Alec Soth, Cemetery, Fountain City, Wisconsin, 2002
Courtesy the artist
Sheron Rupp, St. Albans, Vermont, 1991
Sheron Rupp, St. Albans, Vermont, 1991
Courtesy the artist and Robert Klein Gallery

Dramatic as it is, the inclusion of the eastern US is only one aspect of the originality of Phillips’s exhibition. (Partly because the great majority of the original prints belong to SFMOMA or to San Francisco’s Sack Photographic Trust—Phillips played a key role in building both collections—it is not unreasonable to hope that the museum may mount the actual exhibition in the not terribly distant future.) Given the centrality of the theme to American photography as a whole, it is not surprising that the selection includes dozens of familiar, even famous photographs by celebrated photographers. They need to be here, but they sing with a new resonance in concert with an equal number of marvelous but unfamiliar images, some of them by photographers whose names are unknown even to specialists. Many pictures bring the project right up to date, such as Stanley Greenberg’s Coronavirus Shelter, Prospect Park, Brooklyn, New York (2020); other contemporary pictures explicitly point at the past, such as one made in 2017 by Dawoud Bey for his beautifully somber series retracing the Underground Railroad. More than one in ten of the photographs in the book were made within the past decade, which says a good deal about a project of such historical breadth.

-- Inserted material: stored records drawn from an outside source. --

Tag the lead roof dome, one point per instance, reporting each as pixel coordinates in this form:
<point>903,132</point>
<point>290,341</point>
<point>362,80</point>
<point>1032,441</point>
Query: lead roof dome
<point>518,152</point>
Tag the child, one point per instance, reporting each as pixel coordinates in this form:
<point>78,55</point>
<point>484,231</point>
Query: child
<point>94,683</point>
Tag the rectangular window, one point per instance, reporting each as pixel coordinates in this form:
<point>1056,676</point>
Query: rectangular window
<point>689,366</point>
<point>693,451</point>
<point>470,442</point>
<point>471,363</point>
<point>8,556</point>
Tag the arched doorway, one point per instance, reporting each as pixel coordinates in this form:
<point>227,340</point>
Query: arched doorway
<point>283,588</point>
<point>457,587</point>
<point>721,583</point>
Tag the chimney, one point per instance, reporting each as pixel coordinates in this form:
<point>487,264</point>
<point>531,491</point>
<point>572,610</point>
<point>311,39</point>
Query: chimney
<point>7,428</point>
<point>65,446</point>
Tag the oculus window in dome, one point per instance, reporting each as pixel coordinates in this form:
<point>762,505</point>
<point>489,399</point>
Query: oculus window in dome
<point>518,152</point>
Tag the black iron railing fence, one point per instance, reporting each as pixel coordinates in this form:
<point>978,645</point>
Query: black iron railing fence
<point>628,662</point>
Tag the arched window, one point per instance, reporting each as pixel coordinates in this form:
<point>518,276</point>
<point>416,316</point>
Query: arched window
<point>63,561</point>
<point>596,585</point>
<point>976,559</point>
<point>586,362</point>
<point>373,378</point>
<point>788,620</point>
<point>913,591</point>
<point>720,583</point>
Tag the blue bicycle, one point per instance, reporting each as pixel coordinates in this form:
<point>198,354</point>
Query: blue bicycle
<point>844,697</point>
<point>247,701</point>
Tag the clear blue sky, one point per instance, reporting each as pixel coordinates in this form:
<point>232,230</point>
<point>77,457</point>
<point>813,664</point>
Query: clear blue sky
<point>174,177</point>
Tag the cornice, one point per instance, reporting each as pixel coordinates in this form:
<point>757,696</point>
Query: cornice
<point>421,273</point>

Stanley Greenberg, Coronavirus Shelter, Prospect Park, Brooklyn, New York, 2020
Stanley Greenberg, Coronavirus Shelter, Prospect Park, Brooklyn, New York, 2020
Courtesy the artist

Like the work of Phillips’s longtime friend Robert Adams (rightly featured here), her book is distinguished by its equanimity. It addresses without flinching what we Europeans have done to the land and the Native peoples of what we now call America, as well as to the people we brought here forcibly. It is not a pretty picture, and there is no escaping that this painful past and alarming present are contributing to a still more alarming global reality. And yet the book is, if not exactly beautiful, then richly eloquent—a powerful testament to photography’s uncanny capacity to reward the act of looking clearly at something that matters.

American Geography: Photographs of Land Use from 1840 to the Present was published by Radius Books in May 2021.